After an unsuccessful meeting with Ms. Quinn’s office, Mr. Jackson filed the motion Monday evening. The speaker has said she believes the bill will be thrown out by the courts and therefore should not be approved, and her staff had been pushing a number of alternative measures that the bill’s advocates viewed as insufficient. 

Rebuffing Ms. Quinn, Mr. Jackson’s legislation, called the Small Business Survival Act, is slated to come up for a vote at the next full Council meeting on Dec. 9.

The bill would reshape commercial renting in the city.

It would provide a broad new set of rights for all businesses with up to 100 employees, retail or office, giving tenants the ability to go to arbitration with their landlords if they feel the proposed rent is unfair. The backers’ aim is to slow the rapid turnover of storefronts in gentrifying neighborhoods and to cut down on the number of newly vacant fronts citywide.

The real estate industry says it will be a disaster, claiming landlords and economic growth generally depend on the free ability of building owners to set market-based rents. And, in testimony at a hearing earlier this year, the Bloomberg administration opposed the measure.

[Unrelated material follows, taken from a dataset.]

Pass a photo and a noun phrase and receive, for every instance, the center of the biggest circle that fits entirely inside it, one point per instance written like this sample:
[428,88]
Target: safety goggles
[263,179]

What happens next, politically, is unclear. Mr. Jackson will need to round up the votes for a measure that had very little precedent (he has 30 of 51 members listed as co-sponsors, but that number could change as a vote nears on the motion).

And the real estate industry will surely push back.

“Now that the debate’s going to be elevated, people will focus more on what the bill really does,” said Frank Ricci, director of government affairs at the Rent Stabilization Association, a landlord group. “Given that, I think you’ll see support drop off.”

Ms. Quinn, in a statement, said the bill was “not within the Council’s power.”

Instead, she said she was proposing a large set of legislation aimed at small businesses that would create a tax break for smaller retail tenants, add incentives for landlords to renew leases of small businesses, ban payments outside the lease, use city resources to help with lease negotiations and change zoning laws.

But Mr. Jackson’s action raises a broader question on the cohesion of the Council in the next four years, as a new class is set to enter in January, and some members are predicting a bit more insurrection. “I see it’s a sign of things to come,” Ms. James said of the action.